I’d bought the RME card long before I was hoping to make it work with Linux. I'd been running Windows for a long time for work reasons, so I had my dev work and my music setup on the same computer (a 64 core Threadripper machine, with 128gb of RAM, and fast NVMe drives). A few months before, I'd sold my company, so for work at least I didn't need to be on Windows any more. Then I started getting random audio dropouts! Presumably because of all the crap Microsoft keep loading onto the OS with after every update.
The audio dropouts was the straw that broke the camel’s back. If a machine like that, with nothing else running on it other than my DAW, could start having audio dropouts, then you know something has gone horribly wrong with the OS.
That's why I wanted to get my existing RME card working on Linux. When I wasn’t able to use it, I then assumed I’d be able to get a network based protocol running (Dante/AES67). There was plenty of discussion about it online, it seemed viable, and it's a network, Linux can do networking! Also, I kinda like the idea of network based audio, I think it's likely to be more future proof.
So, I replaced one of my Ferrofish A32 Pro interfaces with a Ferrofish A32 Pro DANTE ($4300) [1]. It supports both Dante and AES67. I figure if I can’t get Dante running then the open protocol AES67 (with support in Linux-land) should work. That didn’t feel that risky. But no amount of finagling would make the interface appear via the virtual sound-card/router concept.
This had already taken weeks (maybe months) to not get anywhere, so I looked for a Class Compliant sound-card (or, one that definitely had Linux drivers) that could support the number of channels I needed (96 channels in and out), it also needed to support the AD/DA interfaces interfaces I already had (so connectivity via MADI or Dante/AES67), but there just wasn't anything. The only other sound-card out there was another RME interface.
So, that’s when I opted for a Class Compliant sound-card [2] for casual use on Linux ($324) and a new RME Digiface Dante sound-card ($1543) [3] that I could use with a newly purchased M4 Mac Mini ($3000). I also needed to replace another one of my Ferrofish A32 Pro interfaces with another Ferrofish A32 Pro Dante ($4300) to make the setup work.
I realise now that my earlier estimate of $6000 was wildly out, it cost $13467 to leave Windows and to get an alternative pro-audio setup working. There may well have been alternative approaches and I may well have missed a possible solution that could have either worked with the original RME card (which would cost nothing) or AES67 (that would still require me to replace 3 x Ferrofish A32 Pro interfaces, so would end up about the same cost), but I felt like I'd been pretty thorough.

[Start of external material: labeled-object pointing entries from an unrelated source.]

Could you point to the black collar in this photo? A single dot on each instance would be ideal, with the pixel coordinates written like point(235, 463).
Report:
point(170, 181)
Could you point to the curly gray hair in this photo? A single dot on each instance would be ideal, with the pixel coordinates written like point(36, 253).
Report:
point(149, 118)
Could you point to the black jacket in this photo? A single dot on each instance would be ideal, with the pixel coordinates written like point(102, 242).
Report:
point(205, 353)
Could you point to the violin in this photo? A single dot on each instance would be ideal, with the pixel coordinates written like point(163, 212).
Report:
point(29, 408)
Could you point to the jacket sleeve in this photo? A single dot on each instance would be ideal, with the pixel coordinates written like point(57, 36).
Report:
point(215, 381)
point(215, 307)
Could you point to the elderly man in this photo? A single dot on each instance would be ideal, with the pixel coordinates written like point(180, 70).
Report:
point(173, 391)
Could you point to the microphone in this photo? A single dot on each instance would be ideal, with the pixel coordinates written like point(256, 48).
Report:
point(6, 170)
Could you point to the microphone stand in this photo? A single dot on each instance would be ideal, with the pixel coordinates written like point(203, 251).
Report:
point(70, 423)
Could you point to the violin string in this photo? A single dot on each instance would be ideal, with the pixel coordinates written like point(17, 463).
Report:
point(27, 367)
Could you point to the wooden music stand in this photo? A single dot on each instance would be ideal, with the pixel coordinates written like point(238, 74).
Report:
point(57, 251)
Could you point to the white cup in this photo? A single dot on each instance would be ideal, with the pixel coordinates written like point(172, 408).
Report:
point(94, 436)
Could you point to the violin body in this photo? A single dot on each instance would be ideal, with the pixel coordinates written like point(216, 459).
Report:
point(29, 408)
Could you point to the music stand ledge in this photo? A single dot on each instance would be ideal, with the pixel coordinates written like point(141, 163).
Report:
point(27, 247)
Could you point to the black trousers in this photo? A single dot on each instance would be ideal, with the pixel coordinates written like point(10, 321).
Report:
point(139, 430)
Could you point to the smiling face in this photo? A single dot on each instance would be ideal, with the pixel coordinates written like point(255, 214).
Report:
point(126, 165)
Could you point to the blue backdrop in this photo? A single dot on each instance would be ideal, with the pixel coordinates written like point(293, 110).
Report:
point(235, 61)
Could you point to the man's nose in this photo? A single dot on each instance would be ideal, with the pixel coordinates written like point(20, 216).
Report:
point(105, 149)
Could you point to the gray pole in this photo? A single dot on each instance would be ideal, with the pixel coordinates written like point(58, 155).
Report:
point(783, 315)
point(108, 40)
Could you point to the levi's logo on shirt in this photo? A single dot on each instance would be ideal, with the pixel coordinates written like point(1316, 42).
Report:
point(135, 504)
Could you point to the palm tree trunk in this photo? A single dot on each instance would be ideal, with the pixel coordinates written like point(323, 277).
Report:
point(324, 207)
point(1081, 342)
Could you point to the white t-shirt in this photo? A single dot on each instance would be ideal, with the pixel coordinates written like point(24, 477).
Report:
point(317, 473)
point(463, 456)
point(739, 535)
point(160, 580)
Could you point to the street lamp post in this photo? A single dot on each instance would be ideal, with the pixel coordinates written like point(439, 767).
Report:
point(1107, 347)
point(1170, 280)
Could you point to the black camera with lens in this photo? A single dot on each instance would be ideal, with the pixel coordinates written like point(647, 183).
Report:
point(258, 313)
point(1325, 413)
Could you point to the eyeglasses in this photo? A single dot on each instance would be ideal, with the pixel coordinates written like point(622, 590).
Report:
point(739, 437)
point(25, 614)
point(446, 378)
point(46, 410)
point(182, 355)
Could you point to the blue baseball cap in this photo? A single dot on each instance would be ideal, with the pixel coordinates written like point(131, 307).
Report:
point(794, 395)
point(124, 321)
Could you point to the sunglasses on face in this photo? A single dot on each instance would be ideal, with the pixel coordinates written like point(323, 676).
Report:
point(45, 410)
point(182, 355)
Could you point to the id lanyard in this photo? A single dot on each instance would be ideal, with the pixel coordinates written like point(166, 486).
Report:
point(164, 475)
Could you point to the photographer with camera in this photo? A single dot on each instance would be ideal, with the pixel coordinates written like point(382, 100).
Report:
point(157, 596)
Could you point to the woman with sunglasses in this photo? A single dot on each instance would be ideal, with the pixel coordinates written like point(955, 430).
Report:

I guess the reason I'm writing War & Peace here is that it's often not possible to know ahead of time whether any one setup might work. Drivers is one thing, but a pro-studio setup has more moving parts, and so if you don't know ahead of time whether any one setup will work, then it can be an expensive process to walk through the different options. And that's a problem that neither Windows nor Mac has. It's a real shame, because the stability of Linux should make it the best platform for pro-audio.